Wakacje w regionie bezpieczniejsze niż rok temu

predkosc 2024 09 06 132401

Mniej utonięć i wypadków śmiertelnych. – W Lubelskiem tegoroczne wakacje były bezpieczniejsze od ubiegłorocznych – poinformowali policjanci.

– Od 21 czerwca do końca sierpnia na drogach w Lubelskiem doszło do 228 wypadków, w których zginęło 25 osób. To o 7 mniej niż rok temu. Nie zginęło też żadne dziecko –  mówi młodszy aspirant Renata Szpakowska z Wydziału Ruchu Drogowego Komendy Wojewódzkiej Policji w Lublinie. – Odnotowaliśmy 19 zdarzeń drogowych z udziałem dzieci. 17 małoletnich odniosło obrażenia. Dzieci były sprawcami 9 wypadków i 17 kolizji.

Podczas wakacji policjanci zatrzymali ponad tysiąc praw jazdy, z czego połowa za przekroczenie prędkości w obszarze zabudowanym o więcej  niż 50 km/h.

Policjanci w czasie wakacji skontrolowali 417 autobusów wycieczkowych, odnotowano 14 usterek. 9 autobusów nie pojechało dalej, zatrzymano też 15 dowodów rejestracyjnych.

CZYTAJ: Sprzedawał narkotyki młodzieży. Diler w rękach policji

– W Lubelskiem odnotowano także 10 utonięć, czyli o 5 mniej niż rok temu.
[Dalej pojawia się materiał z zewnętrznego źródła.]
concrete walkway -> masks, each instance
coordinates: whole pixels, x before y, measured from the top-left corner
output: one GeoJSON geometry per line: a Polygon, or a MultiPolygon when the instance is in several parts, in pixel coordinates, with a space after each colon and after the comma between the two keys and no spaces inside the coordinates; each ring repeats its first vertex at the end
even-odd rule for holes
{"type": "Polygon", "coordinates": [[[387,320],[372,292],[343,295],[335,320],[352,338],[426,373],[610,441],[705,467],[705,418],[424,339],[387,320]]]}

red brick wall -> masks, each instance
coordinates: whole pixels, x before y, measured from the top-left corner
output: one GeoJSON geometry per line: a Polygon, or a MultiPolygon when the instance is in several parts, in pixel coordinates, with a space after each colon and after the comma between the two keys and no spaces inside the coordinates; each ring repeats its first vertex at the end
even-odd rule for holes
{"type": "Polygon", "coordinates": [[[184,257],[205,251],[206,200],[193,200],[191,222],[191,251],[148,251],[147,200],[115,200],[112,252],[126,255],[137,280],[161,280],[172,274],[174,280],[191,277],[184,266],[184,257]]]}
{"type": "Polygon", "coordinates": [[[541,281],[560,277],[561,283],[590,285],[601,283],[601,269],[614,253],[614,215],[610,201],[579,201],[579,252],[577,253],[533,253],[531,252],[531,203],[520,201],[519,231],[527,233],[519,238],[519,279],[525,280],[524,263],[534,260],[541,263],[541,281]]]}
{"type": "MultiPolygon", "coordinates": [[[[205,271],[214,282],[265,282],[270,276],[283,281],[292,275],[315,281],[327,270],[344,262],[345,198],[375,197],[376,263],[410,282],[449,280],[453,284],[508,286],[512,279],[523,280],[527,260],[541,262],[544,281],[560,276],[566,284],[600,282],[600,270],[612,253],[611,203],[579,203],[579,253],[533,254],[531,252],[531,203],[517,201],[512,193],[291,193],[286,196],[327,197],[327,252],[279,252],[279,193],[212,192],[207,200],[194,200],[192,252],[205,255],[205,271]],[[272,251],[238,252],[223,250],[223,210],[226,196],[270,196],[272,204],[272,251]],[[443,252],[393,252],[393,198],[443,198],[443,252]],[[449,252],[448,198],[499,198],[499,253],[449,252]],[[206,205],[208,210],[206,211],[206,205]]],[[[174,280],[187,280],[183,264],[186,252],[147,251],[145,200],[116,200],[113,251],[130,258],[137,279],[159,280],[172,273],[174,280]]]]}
Przy takiej pogodzie w takich sezonach kiedyś zwykle tonęło 20 a nawet 30 osób – informuje rzecznik prasowy komendanta wojewódzkiego policji w Lublinie nadkomisarz Andrzej Fijołek. – Chciałbym dodać, że posterunek wodny przy Zalewie Zemborzyckim będzie czynny jeszcze do końca września.

– Odnotowaliśmy 250 interwencji – mówi prezes Wojewódzkiego Wodnego Pogotowia Ratunkowego w Lublinie Piotr Synowiec. – Najczęściej dotyczyły one łamania zasad bezpieczeństwa na wodzie, czyli skoków ze sprzętu pływającego, wywrotek, podtopień. Prowadziliśmy poszukiwania 3 osób, które utonęły, także z wykorzystaniem nurków. Ale sezon ten zaliczamy do bardziej bezpiecznych w naszym województwie, mimo że statystyki w całej Polsce mówią, że ten rok niestety należy do rekordowych pod względem utonięć.

W czasie wakacji w całej Polsce utonęły 322 osoby. Najtragiczniejszym okresem na wodzie tego lata w kraju był ostatni weekend czerwca, gdy utonęło 15 osób.